Another Republican Accidentally Reveals The GOP’s Stance On The Safety Net
Republicans’ opposition to social safety net programs is unpopular with average Americans — and they know it. But, every so often, GOP politicians just can’t keep their views about cutting unemployment benefits or gutting government programs that combat inequality to themselves.
From perceived moderates to the most radical right-wingers, it’s an issue that unites conservatives of every stripe.
Mitt Romney, for example, famously paid the price for his “47 percent” comments in the 2012 presidential election. Just last month, Senator Rand Paul (R-KY) pushed the idea that extending unemployment benefits would hurt the unemployed and damage the economy. Paul too received intense criticism for his straightforward approach to tackling entitlement spending.

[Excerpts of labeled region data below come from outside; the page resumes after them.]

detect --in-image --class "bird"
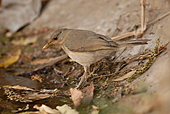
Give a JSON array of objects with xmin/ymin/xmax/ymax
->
[{"xmin": 42, "ymin": 28, "xmax": 147, "ymax": 88}]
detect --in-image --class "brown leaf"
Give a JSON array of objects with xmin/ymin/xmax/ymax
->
[
  {"xmin": 70, "ymin": 88, "xmax": 83, "ymax": 107},
  {"xmin": 56, "ymin": 104, "xmax": 79, "ymax": 114},
  {"xmin": 0, "ymin": 49, "xmax": 21, "ymax": 67},
  {"xmin": 70, "ymin": 83, "xmax": 94, "ymax": 108},
  {"xmin": 113, "ymin": 70, "xmax": 136, "ymax": 81},
  {"xmin": 33, "ymin": 104, "xmax": 61, "ymax": 114},
  {"xmin": 12, "ymin": 37, "xmax": 38, "ymax": 46}
]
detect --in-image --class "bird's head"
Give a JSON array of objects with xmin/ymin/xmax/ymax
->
[{"xmin": 42, "ymin": 28, "xmax": 67, "ymax": 50}]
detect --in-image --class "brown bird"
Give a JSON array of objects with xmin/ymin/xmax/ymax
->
[{"xmin": 43, "ymin": 28, "xmax": 147, "ymax": 88}]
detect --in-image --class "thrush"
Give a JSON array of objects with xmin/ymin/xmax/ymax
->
[{"xmin": 43, "ymin": 28, "xmax": 147, "ymax": 88}]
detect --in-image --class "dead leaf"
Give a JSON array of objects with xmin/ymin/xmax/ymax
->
[
  {"xmin": 70, "ymin": 83, "xmax": 94, "ymax": 108},
  {"xmin": 3, "ymin": 85, "xmax": 60, "ymax": 102},
  {"xmin": 12, "ymin": 37, "xmax": 38, "ymax": 46},
  {"xmin": 33, "ymin": 104, "xmax": 60, "ymax": 114},
  {"xmin": 56, "ymin": 104, "xmax": 79, "ymax": 114},
  {"xmin": 0, "ymin": 49, "xmax": 21, "ymax": 67},
  {"xmin": 31, "ymin": 74, "xmax": 42, "ymax": 83},
  {"xmin": 3, "ymin": 85, "xmax": 33, "ymax": 91},
  {"xmin": 113, "ymin": 70, "xmax": 136, "ymax": 82}
]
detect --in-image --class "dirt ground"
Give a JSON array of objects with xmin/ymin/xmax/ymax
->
[{"xmin": 0, "ymin": 0, "xmax": 170, "ymax": 114}]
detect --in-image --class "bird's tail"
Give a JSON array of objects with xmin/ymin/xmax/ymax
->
[{"xmin": 116, "ymin": 39, "xmax": 150, "ymax": 47}]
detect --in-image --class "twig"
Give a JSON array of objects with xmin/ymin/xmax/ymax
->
[{"xmin": 33, "ymin": 54, "xmax": 68, "ymax": 71}]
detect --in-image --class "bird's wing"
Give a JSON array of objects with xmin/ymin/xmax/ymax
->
[{"xmin": 65, "ymin": 31, "xmax": 118, "ymax": 52}]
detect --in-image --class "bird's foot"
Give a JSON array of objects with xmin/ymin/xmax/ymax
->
[{"xmin": 76, "ymin": 74, "xmax": 89, "ymax": 89}]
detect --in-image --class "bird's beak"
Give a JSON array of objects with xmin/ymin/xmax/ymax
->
[{"xmin": 42, "ymin": 43, "xmax": 54, "ymax": 50}]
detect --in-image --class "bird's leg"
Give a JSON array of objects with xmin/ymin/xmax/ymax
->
[{"xmin": 76, "ymin": 66, "xmax": 90, "ymax": 88}]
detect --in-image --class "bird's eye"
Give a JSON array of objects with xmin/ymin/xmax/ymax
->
[{"xmin": 53, "ymin": 37, "xmax": 57, "ymax": 40}]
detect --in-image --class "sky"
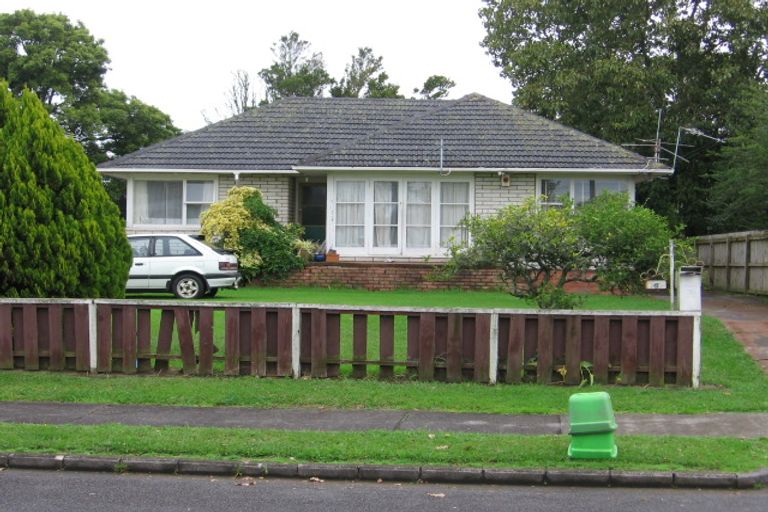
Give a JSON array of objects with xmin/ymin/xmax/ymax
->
[{"xmin": 6, "ymin": 0, "xmax": 512, "ymax": 131}]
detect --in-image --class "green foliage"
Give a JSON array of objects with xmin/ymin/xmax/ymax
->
[
  {"xmin": 480, "ymin": 0, "xmax": 768, "ymax": 233},
  {"xmin": 710, "ymin": 85, "xmax": 768, "ymax": 233},
  {"xmin": 0, "ymin": 10, "xmax": 181, "ymax": 170},
  {"xmin": 0, "ymin": 86, "xmax": 132, "ymax": 297},
  {"xmin": 259, "ymin": 31, "xmax": 333, "ymax": 102},
  {"xmin": 200, "ymin": 187, "xmax": 304, "ymax": 280},
  {"xmin": 576, "ymin": 194, "xmax": 675, "ymax": 293},
  {"xmin": 448, "ymin": 193, "xmax": 684, "ymax": 309},
  {"xmin": 413, "ymin": 75, "xmax": 456, "ymax": 100}
]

The latest example came on Tuesday, when House Rules Committee Chairman Pete Sessions (R-TX) said that extending unemployment benefits would be “immoral.”
Sessions argued that an extension of unemployment benefits is an assault on the free market. “I believe it is immoral for this country to have as a policy extending long-term unemployment [benefits] to people rather than us working on creation of jobs,” Sessions said. “A job is the most important attribute, I believe, in a free enterprise system.”
So where does this position leave Sessions on the political spectrum?
He’s in good company in the GOP: A recent CBS poll shows that a significant majority of Republicans — 57 percent — believe that unemployment benefits make people less motivated to seek jobs. For Tea Party Republicans, this majority increases to a staggering 67 percent.
Sessions’ position finds him in direct conflict with a majority of registered voters, however. A recent Quinnipiac survey shows that 58 percent support extending benefits for the long-term unemployed.
Furthermore, the entire notion that social safety net programs encourage the unemployed to not seek work puts Sessions and other Republicans at odds with reality. A study by the Federal Reserve Bank of San Francisco shows that unemployment benefits do not discourage people from taking jobs. On the contrary, the programs are, overall, beneficial to the economy. “It did not reduce the job finding rate,” Henry Farber, co-author of the study, told theHuffington Post in May.
Farber further explained that unemployment benefits stimulate the economy: “These are people who spend the money you give them.”
But although the Republican position on the social safety net is unpopular with voters and void of any serious economic support, it still rears its ugly head every so often. And Republican lawmakers aren’t afraid to act on their rhetoric. On Thursday, a bill that would extend benefits for the long-term unemployed once again failed to gain enough Republican support to move forward through the Senate.
Even if the legislation somehow did pass the Senate, as congressmen like Pete Sessions have made it clear, it would face insurmountable obstacles in the House of Representatives.
It’s no surprise: for Republicans, it’s an issue of morality, not politics.